A fiscal cliff deal is priced into the market. Money Managers believe that both parties will find middle ground. The rhetoric was friendly after the election, but that could change in coming weeks.
The best case scenario for the market is for a scaled-down version of the fiscal cliff that includes a “grand bargain” promise in 2013. This might raise taxes for couples making more than $500,000 per year and it could cap tax deductions at $40,000. Spending cuts would be reduced as well.
Alternatively, both sides could squabble and we could go over the edge. Senate Majority Leader Harry Reid wants to reform Senate rules to curtail the powers of the minority party. This is a destructive path and this course of action will further polarize both parties. This is not “market friendly” rhetoric.
I believe this decision will go down to the wire. Either way, pain lies ahead. If we go over the cliff, it will demonstrate that both parties are so steadfast that they can’t negotiate. Taxes will climb and spending will get slashed.
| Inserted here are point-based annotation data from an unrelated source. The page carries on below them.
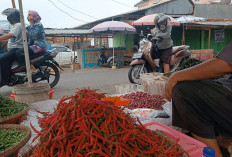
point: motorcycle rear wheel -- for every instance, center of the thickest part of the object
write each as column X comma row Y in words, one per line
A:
column 50, row 73
column 134, row 73
column 116, row 63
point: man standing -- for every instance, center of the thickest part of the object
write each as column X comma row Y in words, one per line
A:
column 202, row 104
column 15, row 41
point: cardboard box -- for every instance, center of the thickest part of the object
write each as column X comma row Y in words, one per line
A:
column 203, row 54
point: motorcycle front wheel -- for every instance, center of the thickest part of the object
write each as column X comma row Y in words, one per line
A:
column 100, row 64
column 48, row 73
column 134, row 73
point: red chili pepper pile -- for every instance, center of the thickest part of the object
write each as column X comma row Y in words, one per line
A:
column 144, row 100
column 83, row 125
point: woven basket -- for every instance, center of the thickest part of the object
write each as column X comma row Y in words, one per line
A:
column 13, row 119
column 14, row 149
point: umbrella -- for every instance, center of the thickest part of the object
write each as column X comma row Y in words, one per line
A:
column 149, row 20
column 112, row 27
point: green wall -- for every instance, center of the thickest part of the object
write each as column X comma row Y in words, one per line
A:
column 124, row 40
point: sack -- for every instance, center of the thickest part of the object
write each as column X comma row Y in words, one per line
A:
column 36, row 49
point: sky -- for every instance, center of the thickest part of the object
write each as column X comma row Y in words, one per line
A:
column 80, row 11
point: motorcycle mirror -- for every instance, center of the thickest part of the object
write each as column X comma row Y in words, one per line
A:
column 149, row 37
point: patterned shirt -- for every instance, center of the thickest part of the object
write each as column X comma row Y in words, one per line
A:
column 36, row 35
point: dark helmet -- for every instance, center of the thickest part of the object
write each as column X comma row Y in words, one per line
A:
column 157, row 17
column 162, row 22
column 13, row 15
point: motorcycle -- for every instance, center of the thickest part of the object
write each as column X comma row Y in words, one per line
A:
column 145, row 61
column 47, row 70
column 104, row 61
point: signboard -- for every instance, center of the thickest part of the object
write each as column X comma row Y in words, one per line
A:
column 219, row 36
column 204, row 54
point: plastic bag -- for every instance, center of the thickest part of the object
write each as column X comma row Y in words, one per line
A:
column 168, row 108
column 146, row 114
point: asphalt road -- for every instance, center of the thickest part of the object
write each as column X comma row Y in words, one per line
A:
column 103, row 79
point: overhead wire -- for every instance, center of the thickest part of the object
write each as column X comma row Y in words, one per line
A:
column 66, row 12
column 76, row 10
column 122, row 4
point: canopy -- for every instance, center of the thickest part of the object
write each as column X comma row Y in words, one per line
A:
column 112, row 27
column 148, row 20
column 190, row 19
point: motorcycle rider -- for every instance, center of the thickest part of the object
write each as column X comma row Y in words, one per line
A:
column 15, row 42
column 164, row 43
column 102, row 54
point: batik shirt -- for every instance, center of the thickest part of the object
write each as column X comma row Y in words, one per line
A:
column 36, row 35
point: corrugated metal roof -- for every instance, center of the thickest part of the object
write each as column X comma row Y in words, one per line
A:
column 213, row 11
column 215, row 23
column 65, row 31
column 141, row 2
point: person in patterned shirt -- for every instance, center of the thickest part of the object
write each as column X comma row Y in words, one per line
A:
column 201, row 103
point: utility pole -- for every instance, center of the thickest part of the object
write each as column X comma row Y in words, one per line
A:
column 13, row 4
column 25, row 42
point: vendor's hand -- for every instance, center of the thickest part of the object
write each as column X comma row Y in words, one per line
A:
column 170, row 84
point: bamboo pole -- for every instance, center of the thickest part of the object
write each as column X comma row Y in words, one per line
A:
column 13, row 4
column 25, row 42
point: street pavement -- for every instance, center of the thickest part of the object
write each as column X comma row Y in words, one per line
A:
column 103, row 79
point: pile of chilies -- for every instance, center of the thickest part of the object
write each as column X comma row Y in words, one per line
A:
column 84, row 125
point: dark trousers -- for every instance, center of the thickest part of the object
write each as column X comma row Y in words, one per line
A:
column 20, row 56
column 203, row 108
column 6, row 61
On the other hand, if they reach a watered-down solution our deficits will continue to balloon and our credit rating will suffer.
The ECB and the IMF are still squabbling over Greece’s next payment. Spain has not formally requested aid and yields will grind higher if they don’t do so in the next week or two. Europe is officially in a recession and that will weigh on global economic activity.
Japan faces a fiscal cliff of its own. It needs to increase taxes and reduce spending. They are in a territorial dispute with China and that is weighing on economic activity. Their national debt level makes us look good.
China has new leaders in place and economic growth has temporarily stabilized. As global conditions deteriorate, they will struggle to maintain current activity levels.
Domestic economic releases have been soft. This week, durable goods orders and GDP will be released. I don’t believe either one will have a major impact. The big releases are a week away. Official PMI’s (Europe and China) will be released next week along with jobs reports (ADP and the Unemployment Report) and ISM reports (manufacturing and services). The numbers will be weak, but some of the decline will be related to hurricane Sandy.
Corporations invest when they see an uptick in demand and when conditions are certain. Consumers are not spending and global conditions are weak. New business regulations, Obamacare and the fiscal cliff will reduce corporate spending. Corporations will keep headcounts/investment to a minimum and they don’t have either of the two required elements.
Earnings season has ended and Q4 guidance was dismal. Conditions in the last few weeks have been deteriorating and I don’t see any improvement. Black Friday saw decent traffic levels, but the spending was limited. Long hours and deep discounts will bite into profitability.
I believe year-end strength and unfounded faith in our politicians will push stocks a little higher. The rally will be very tenuous and resistance at SPY $143 will hold. The higher the market goes, the more vulnerable it is to a swift decline.
I bought back my put credit spreads last Friday according to the plan I outlined. I made nice profits on small positions. I also bought a handful of puts. Those positions are also in decent shape this morning. I will manage profits.
I believe we are in for a choppy week. The SPY should trade between $140 and $143. I plan to stay on the sidelines unless we break below SPY $140. If that happens, I will buy puts.
Unlike Wall Street, I have zero faith in Washington DC. We have partied for decades and now no one wants to pay the bill.